Dozens of south Lincoln County residents encircled Cabinet Peaks Medical Center last weekend in a show of support for local health care providers.

Karen Disney, pastor at the Libby United Methodist Church, said she helped organize the event as a way to thank staff at the hospital and the Libby Care Center for their efforts during the coronavirus pandemic.

“I was just trying to think of something not expensive but fun that would bring the community together,” she said while directing community members around the Libby hospital on Nov. 20.

Disney decided to organize a gathering she termed “Hug the Hospital” where supporters would stand around the medical center with arms outstretched as if they were embracing the building. If enough community members showed up, she considered extending the chain of huggers around the Libby Care Center.

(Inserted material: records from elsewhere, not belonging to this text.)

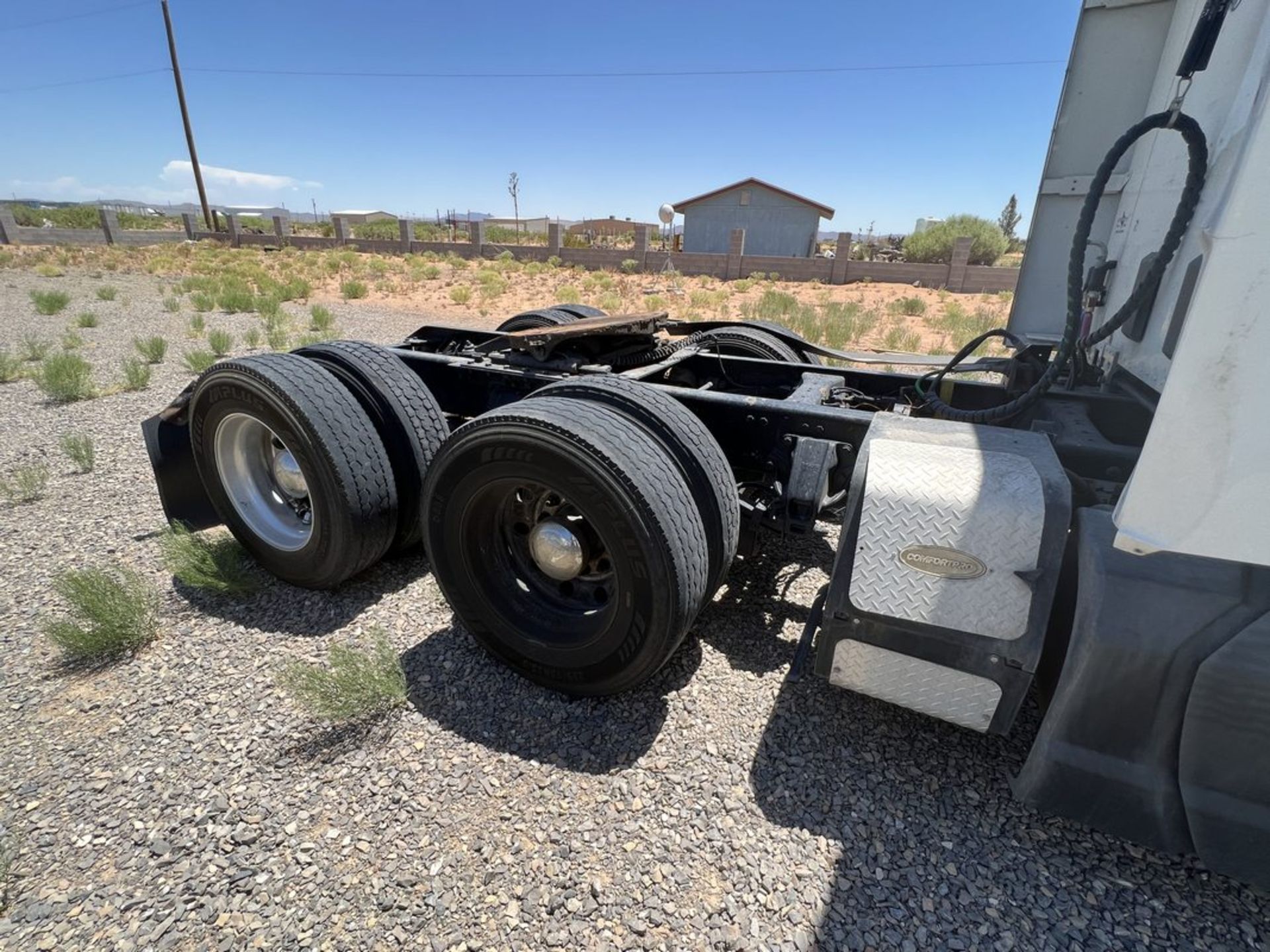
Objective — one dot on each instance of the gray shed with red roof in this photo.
(777, 221)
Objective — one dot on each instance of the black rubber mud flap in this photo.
(1108, 749)
(181, 489)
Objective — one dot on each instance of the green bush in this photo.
(34, 347)
(153, 349)
(198, 361)
(214, 563)
(11, 367)
(222, 342)
(111, 614)
(65, 379)
(79, 450)
(26, 484)
(356, 683)
(136, 374)
(935, 244)
(48, 302)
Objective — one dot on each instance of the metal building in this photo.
(777, 221)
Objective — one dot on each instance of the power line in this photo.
(633, 74)
(81, 81)
(74, 17)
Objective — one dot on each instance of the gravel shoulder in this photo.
(179, 801)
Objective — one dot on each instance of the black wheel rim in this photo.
(503, 526)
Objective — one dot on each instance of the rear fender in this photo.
(181, 488)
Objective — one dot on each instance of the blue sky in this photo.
(883, 146)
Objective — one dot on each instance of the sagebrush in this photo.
(355, 683)
(111, 612)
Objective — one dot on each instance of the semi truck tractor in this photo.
(1080, 516)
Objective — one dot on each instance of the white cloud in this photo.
(177, 184)
(182, 172)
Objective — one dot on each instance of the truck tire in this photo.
(294, 466)
(570, 547)
(544, 317)
(581, 310)
(749, 342)
(405, 414)
(807, 357)
(690, 444)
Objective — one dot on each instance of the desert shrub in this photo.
(352, 290)
(911, 306)
(26, 484)
(111, 614)
(210, 561)
(65, 377)
(11, 367)
(355, 683)
(198, 361)
(153, 349)
(320, 319)
(136, 374)
(222, 342)
(937, 243)
(900, 338)
(80, 451)
(34, 347)
(771, 306)
(48, 302)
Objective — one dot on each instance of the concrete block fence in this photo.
(959, 274)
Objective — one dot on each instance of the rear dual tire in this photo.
(626, 565)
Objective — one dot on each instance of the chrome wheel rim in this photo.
(265, 481)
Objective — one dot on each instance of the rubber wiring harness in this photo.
(1197, 154)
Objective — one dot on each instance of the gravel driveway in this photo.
(179, 801)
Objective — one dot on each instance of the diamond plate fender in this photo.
(949, 555)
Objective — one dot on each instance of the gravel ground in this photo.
(178, 801)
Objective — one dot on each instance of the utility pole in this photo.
(185, 117)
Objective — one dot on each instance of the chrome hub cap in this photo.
(263, 481)
(556, 551)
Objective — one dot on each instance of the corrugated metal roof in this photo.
(826, 212)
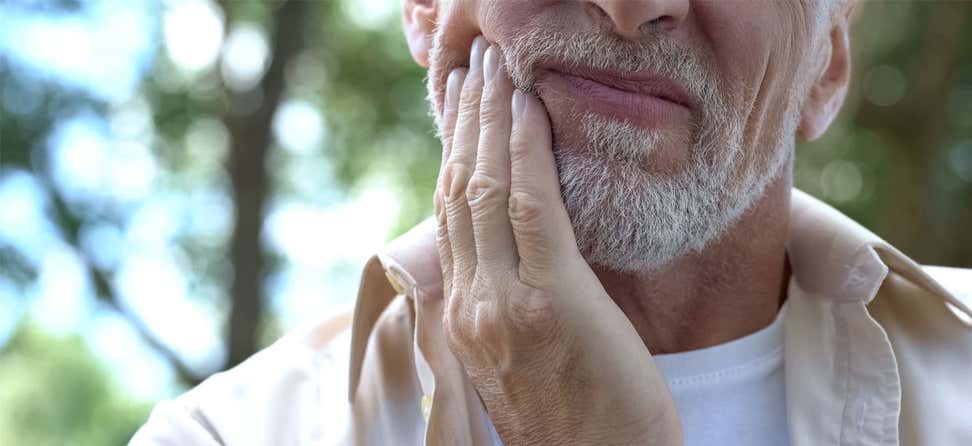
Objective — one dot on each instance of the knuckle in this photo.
(485, 190)
(438, 208)
(490, 114)
(457, 177)
(532, 313)
(470, 104)
(526, 209)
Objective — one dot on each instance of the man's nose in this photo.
(631, 17)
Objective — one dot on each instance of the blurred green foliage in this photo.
(55, 392)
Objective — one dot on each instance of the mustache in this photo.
(656, 53)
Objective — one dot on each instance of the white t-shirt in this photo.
(731, 393)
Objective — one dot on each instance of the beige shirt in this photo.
(878, 351)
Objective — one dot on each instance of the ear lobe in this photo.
(418, 22)
(830, 88)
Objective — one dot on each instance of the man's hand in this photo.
(554, 360)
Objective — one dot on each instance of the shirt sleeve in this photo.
(293, 392)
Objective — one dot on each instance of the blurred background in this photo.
(183, 181)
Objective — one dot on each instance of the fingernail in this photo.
(453, 87)
(519, 103)
(490, 64)
(476, 53)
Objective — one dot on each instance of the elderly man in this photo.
(618, 256)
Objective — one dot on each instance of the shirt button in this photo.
(395, 283)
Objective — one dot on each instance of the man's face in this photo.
(669, 117)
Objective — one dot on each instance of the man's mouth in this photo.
(643, 99)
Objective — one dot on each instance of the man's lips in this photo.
(644, 99)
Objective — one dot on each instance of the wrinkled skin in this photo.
(553, 357)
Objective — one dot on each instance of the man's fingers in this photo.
(488, 191)
(449, 113)
(459, 167)
(540, 223)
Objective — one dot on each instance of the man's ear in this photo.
(830, 87)
(418, 21)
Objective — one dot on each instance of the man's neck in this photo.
(733, 288)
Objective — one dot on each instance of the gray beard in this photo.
(631, 221)
(625, 218)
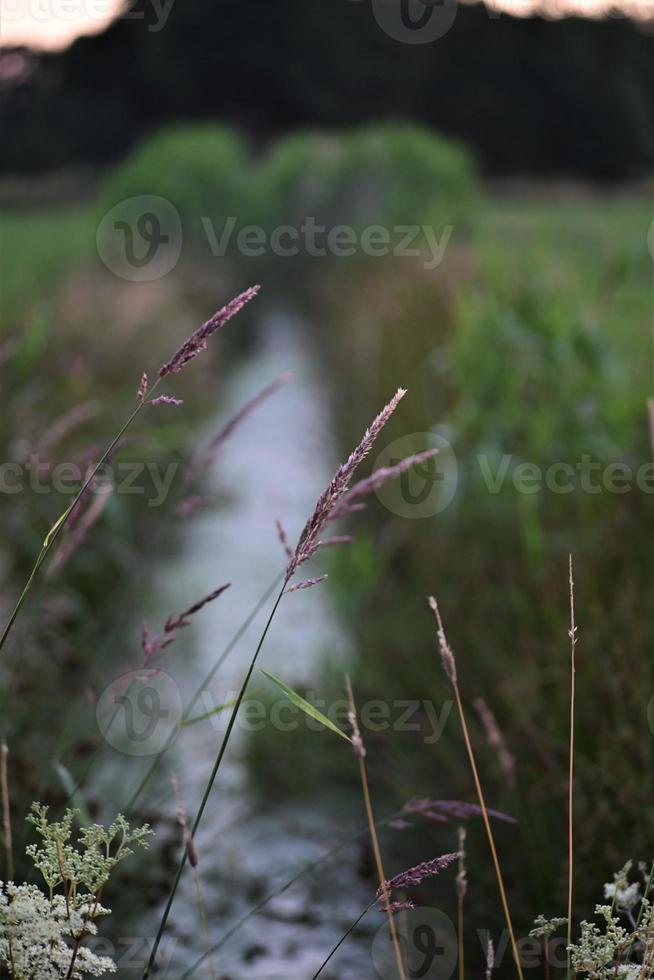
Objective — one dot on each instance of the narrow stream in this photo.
(273, 467)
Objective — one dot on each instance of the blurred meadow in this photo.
(521, 324)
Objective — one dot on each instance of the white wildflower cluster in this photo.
(35, 932)
(623, 946)
(42, 935)
(544, 928)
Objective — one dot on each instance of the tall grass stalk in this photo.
(194, 345)
(449, 664)
(6, 811)
(240, 632)
(340, 942)
(59, 525)
(307, 869)
(573, 642)
(150, 965)
(363, 775)
(461, 889)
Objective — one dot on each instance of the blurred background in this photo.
(452, 197)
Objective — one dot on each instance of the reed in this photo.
(571, 760)
(449, 665)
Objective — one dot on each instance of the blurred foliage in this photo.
(530, 95)
(533, 339)
(202, 170)
(389, 175)
(377, 175)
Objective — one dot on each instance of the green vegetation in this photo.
(529, 344)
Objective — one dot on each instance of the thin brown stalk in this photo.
(461, 889)
(361, 758)
(6, 811)
(449, 664)
(573, 642)
(189, 846)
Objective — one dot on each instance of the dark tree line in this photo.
(531, 96)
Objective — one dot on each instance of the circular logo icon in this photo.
(415, 21)
(140, 239)
(139, 712)
(428, 945)
(425, 489)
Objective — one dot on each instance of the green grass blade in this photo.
(207, 714)
(305, 706)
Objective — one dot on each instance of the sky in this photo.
(55, 23)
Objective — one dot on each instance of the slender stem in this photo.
(380, 867)
(489, 832)
(573, 641)
(207, 792)
(357, 744)
(547, 957)
(245, 625)
(281, 889)
(341, 941)
(648, 888)
(56, 530)
(6, 811)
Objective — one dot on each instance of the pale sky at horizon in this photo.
(55, 23)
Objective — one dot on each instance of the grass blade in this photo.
(305, 706)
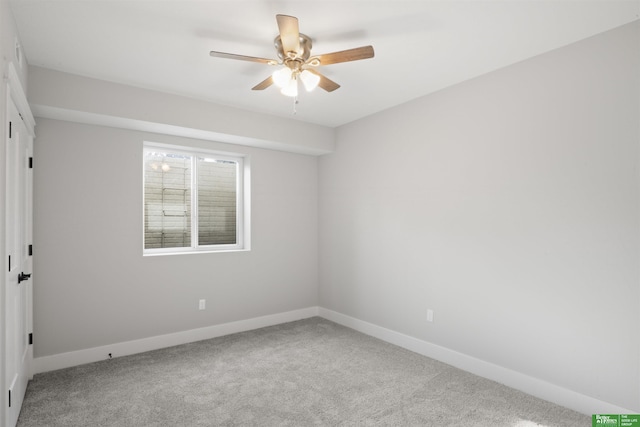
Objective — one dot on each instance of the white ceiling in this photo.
(420, 46)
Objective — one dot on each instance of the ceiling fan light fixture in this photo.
(282, 77)
(309, 80)
(291, 89)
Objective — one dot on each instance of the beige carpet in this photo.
(305, 373)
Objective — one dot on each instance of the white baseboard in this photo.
(80, 357)
(530, 385)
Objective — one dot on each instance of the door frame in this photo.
(14, 93)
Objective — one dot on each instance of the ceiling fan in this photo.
(294, 53)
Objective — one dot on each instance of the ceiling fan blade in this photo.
(263, 84)
(355, 54)
(325, 83)
(242, 57)
(289, 33)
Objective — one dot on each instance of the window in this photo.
(193, 200)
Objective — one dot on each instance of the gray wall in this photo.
(95, 287)
(508, 204)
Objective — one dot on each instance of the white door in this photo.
(18, 284)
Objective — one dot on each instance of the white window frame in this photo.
(242, 200)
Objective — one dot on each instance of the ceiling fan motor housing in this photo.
(303, 53)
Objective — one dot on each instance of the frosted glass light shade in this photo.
(281, 77)
(309, 80)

As supporters began filing around the hospital, Jim Seifert, a member of the Lincoln County Board of Health, said he had attended the gathering to show his recognition of the challenges facing local health care providers since the start of the pandemic.

“You just look at all the stuff they’ve been going through,” he said. “Working all the hours and catching all the grief.”

The day in, day out difficulties of frontline medical work in the face of public resentment was what drew Carol Parsons to the “Hug the Hospital” event. Having joined the Troy Public Schools board in May, Parsons said she knew firsthand how divisive the pandemic and public health measures have become over the past year and a half.

In recent months, discussions over whether or not to require face coverings on school grounds drew groups of parents and community members to board meetings in Troy.

“If we could all just come in the middle and listen respectfully to each other and … be civil,” said Parsons.

While supporters began spacing themselves out to cover more ground around the hospital, Kaylin Hilton and Peggy Sue Hovey, employees of the Libby Care Center, walked across the street to get a better look at the gathering.

Both acknowledged the challenges of working in the health care field during the coronavirus pandemic.

“Not many people have good things to say about hospitals anymore with COVID,” said Hilton.

While Hilton and Hovey both said they were vaccinated, Hovey said it felt like an injustice that health care employers were planning to fire staff that worked throughout the pandemic, but decided against COVID-19 vaccines.

Due to a federal mandate, health care facilities could risk losing funding through the Centers for Medicare and Medicaid Services if staff members are not fully vaccinated by Jan. 4.

After a coronavirus outbreak tore through the Libby Care Center in August, some family members of 10 residents who died argued the facility could have mitigated the spread of the virus had more staff members received shots. Amid the outbreak, company officials said just under 50 percent of employees were vaccinated.

Administrators noted that vaccinated employees experienced relatively mild symptoms and were able to care for residents infected with the virus in the facility's isolated ward.

While the line of huggers did not grow long enough to reach the care center, supporters at the “Hug the Hospital” event nevertheless posed with their arms outstretched around the medical center. A drone circled the crowd shooting video of the community embrace. After a couple minutes the supporters dropped their arms and scattered applause and cheering broke out along the line.

“This is a major part of our community,” said JoAnn Armstrong. “I just think we need to show support.”